We love Virago, Persephone, and the Feminist Press–and now Penguin is publishing a Women Writers Series! I read in The Guardian that the Booker Prize-winning writer Penelope Lively and Booker-shorlisted writer Kamila Shamsie chose the first four titles.
Lively selected two of my personal favorites, Mary McCarthy’s 1971 satire, Birds of America, which skewers both American innocence and hypocrisy at home and abroad, and E. Nesbit’s adult novel, The Lark, a charming comedy about two women who start a flower business. (I wrote about these two novels here and here.) And Kamila Shamsie recommended two books I look forward to reading, Sara Suleri’s Meatless Days, a memoir, and Ismat Chughtai’s Lifting the Veil, a collection of essays.
Reading the article made me think about great women’s books I’d like to see revived.
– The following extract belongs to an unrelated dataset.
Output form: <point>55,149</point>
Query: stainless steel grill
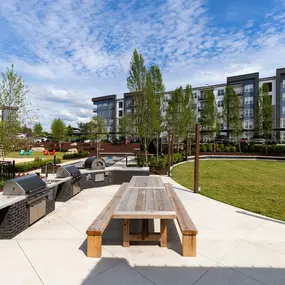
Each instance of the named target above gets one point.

I love Nancy Hale: her engrossing novel Dear Beast (1959), a kind of tougher American version of D. E. Stevenson’s Miss Buncle’s Book; and her two brilliant memoirs, A New England Girlhood, about growing up the daughter of two artists, and Life in the Studio, a memoir of her parents inspired by the relics she found while clearing out their studios after their deaths.
Hale was the first woman reporter for The New York Times and a frequent contributor of short stories and autobiographical pieces to The New Yorker. She was the daughter of two painters, Philip L. Hale and Lilian Westcott Hale; the granddaughter of Edward Everett Hale, author of The Man Without a Country; the great-niece of Harriet Beecher Stowe (Uncle Tom’s Cabin) and Lucretia Peabody Hale (The Peterkin Papers); and a descendant of Nathan Hale. All her books are out-of-print.